When The Pastels formed in Glasgow in the early 80s, Postcard Records boss Alan Horne assumed they had been invented by Orange Juice‘s Edwyn Collins “just to annoy him”. A decade later, Kurt Cobain would name them as his favourite band.
Therein was the enigma of The Pastels; loathed by those who misconstrued them as twee anorak-clad waifs, hailed by others who saw them as the archetype of an almost forgotten indie realism.
Consequently, fey frontman Stephen Pastel has acquired a unique cult status at odds with his day-to-day existence behind the counter of the record shop he co-owns in Glasgow.
Born Stephen McRobbie, Pastel admits that his group’s career was “probably the oddest trajectory of any band ever”.
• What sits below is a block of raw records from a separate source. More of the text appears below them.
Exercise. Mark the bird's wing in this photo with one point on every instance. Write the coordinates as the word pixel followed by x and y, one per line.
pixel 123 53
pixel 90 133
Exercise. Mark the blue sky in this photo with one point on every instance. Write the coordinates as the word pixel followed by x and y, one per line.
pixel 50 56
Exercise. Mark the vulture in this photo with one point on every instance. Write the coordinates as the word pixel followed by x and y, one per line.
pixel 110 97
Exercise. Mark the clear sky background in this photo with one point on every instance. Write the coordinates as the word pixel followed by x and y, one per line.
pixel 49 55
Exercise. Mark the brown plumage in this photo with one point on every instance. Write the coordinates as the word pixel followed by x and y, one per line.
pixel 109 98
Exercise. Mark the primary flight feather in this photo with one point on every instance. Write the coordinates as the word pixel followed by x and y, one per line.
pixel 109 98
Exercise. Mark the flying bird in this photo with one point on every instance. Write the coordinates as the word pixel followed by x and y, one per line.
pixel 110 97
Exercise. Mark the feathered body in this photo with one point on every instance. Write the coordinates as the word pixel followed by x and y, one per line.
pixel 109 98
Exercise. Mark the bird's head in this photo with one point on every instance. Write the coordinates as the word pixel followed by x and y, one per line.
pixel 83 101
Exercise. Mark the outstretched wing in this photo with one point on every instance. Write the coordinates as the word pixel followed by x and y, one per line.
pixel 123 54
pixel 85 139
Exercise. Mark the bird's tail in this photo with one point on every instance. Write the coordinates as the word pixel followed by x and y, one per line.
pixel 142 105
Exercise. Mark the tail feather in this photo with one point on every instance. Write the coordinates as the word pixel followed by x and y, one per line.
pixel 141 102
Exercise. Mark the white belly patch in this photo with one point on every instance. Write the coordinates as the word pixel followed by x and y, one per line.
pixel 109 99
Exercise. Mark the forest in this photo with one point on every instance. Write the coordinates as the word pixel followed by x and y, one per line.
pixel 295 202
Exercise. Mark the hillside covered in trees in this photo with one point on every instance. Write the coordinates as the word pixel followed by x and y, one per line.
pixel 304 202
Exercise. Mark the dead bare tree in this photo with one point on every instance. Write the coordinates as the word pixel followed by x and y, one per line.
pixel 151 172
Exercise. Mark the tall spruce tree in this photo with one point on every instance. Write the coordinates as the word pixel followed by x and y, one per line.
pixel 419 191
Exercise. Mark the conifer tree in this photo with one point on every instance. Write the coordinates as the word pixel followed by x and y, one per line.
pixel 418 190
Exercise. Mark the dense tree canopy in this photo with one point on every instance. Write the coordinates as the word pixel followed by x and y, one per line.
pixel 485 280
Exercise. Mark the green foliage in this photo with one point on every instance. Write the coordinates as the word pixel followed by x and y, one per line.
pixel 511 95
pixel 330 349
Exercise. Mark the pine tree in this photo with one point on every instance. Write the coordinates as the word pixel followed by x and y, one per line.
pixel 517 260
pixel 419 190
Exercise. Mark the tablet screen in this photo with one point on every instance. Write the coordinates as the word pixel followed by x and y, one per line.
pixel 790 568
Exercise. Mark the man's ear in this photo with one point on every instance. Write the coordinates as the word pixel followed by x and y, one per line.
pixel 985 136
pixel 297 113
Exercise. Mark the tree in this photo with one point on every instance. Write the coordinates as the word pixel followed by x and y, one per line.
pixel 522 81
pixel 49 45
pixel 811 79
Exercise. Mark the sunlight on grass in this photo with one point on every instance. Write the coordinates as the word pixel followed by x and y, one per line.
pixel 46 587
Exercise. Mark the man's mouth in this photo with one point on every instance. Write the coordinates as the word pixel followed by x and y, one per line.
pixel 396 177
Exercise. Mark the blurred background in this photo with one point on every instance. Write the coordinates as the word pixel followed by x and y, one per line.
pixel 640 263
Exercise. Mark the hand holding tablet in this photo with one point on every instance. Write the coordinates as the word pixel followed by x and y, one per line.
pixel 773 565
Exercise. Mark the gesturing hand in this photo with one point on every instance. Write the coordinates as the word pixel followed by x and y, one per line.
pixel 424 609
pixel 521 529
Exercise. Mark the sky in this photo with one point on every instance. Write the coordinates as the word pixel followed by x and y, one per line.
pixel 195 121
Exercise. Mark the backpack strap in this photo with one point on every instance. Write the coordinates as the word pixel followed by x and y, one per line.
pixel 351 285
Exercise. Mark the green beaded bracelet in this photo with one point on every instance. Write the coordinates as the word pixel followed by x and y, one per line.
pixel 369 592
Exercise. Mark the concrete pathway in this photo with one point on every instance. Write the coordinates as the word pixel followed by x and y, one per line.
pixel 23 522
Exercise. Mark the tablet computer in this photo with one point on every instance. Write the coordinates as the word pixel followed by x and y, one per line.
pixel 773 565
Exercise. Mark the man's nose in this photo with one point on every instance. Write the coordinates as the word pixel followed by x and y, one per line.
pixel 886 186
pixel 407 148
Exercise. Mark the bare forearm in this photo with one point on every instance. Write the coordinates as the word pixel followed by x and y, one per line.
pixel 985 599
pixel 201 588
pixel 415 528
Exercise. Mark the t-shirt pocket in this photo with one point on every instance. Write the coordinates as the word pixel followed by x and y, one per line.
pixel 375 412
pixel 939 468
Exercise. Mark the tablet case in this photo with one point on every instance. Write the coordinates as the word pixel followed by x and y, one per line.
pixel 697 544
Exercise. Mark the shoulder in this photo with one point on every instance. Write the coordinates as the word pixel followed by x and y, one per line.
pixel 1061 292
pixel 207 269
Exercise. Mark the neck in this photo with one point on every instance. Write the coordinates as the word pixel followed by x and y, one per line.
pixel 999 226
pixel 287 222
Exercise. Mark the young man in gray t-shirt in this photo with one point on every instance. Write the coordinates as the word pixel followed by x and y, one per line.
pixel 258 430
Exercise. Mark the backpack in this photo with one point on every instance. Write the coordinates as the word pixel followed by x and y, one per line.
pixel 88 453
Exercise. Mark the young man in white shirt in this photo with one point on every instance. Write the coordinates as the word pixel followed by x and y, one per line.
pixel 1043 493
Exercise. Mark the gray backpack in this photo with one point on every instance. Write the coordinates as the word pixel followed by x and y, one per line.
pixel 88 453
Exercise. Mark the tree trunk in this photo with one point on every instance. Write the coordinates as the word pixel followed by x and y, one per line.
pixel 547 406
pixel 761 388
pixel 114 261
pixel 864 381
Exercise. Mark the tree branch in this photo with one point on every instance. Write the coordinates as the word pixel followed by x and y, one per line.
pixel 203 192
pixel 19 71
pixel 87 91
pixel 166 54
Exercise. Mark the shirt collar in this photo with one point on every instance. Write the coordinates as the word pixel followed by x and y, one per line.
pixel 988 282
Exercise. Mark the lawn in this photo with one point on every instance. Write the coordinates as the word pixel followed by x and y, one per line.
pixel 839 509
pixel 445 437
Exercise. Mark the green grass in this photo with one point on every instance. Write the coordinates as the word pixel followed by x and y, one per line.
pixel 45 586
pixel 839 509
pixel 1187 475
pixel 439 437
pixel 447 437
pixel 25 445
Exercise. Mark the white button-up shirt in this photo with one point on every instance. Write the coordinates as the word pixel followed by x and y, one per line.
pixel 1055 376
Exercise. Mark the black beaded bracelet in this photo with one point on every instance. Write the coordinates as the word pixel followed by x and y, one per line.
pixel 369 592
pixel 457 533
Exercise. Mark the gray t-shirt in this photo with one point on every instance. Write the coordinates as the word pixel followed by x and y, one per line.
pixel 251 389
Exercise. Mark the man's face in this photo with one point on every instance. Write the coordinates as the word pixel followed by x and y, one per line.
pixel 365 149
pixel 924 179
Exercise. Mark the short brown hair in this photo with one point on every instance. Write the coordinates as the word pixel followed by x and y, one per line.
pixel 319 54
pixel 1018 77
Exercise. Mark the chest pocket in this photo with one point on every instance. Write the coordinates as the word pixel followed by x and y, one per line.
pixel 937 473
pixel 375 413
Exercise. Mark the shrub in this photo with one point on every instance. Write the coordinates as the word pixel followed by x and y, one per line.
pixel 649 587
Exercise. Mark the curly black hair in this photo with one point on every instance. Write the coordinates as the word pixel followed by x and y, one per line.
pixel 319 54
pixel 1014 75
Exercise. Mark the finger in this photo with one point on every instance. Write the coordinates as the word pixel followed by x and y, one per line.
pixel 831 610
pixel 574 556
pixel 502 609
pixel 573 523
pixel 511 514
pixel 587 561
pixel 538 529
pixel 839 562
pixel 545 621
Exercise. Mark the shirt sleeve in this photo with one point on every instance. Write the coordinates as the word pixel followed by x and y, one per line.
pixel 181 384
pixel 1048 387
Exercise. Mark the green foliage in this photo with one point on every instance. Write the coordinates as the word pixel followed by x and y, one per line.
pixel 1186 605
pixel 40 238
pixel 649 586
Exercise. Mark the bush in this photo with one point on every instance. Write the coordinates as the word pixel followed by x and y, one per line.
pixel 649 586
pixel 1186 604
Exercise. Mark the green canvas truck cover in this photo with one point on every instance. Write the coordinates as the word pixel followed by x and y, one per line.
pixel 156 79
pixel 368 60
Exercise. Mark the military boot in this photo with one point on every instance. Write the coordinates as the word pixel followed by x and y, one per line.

Releasing their first single, Heavens Above, in 1982, they spent the next four years jingle-jangling their way from Rough Trade to Creation, then Glass – by which time they’d been hijacked by NMEs mid-80s indie zeitgeist, C86.
With The Pastels finally gaining new fans and with Stephen helping to launch the 53rd & 3rd label, instead of basking in his fame as ‘The King of Schmindie’, he was studying to become a librarian at Strathclyde University!
After a personnel shake-up in 1991 (the year their single Speeding Motorcycle made NME ‘Single of the Week’) the group became extremely sporadic. The ensuing decade saw just two studio albums, a remix CD and a film soundtrack (featuring a vocal cameo from Jarvis Cocker).
The Pastels celebrated their 20th anniversary in 2006 and Stephen still refuses to give up his day job.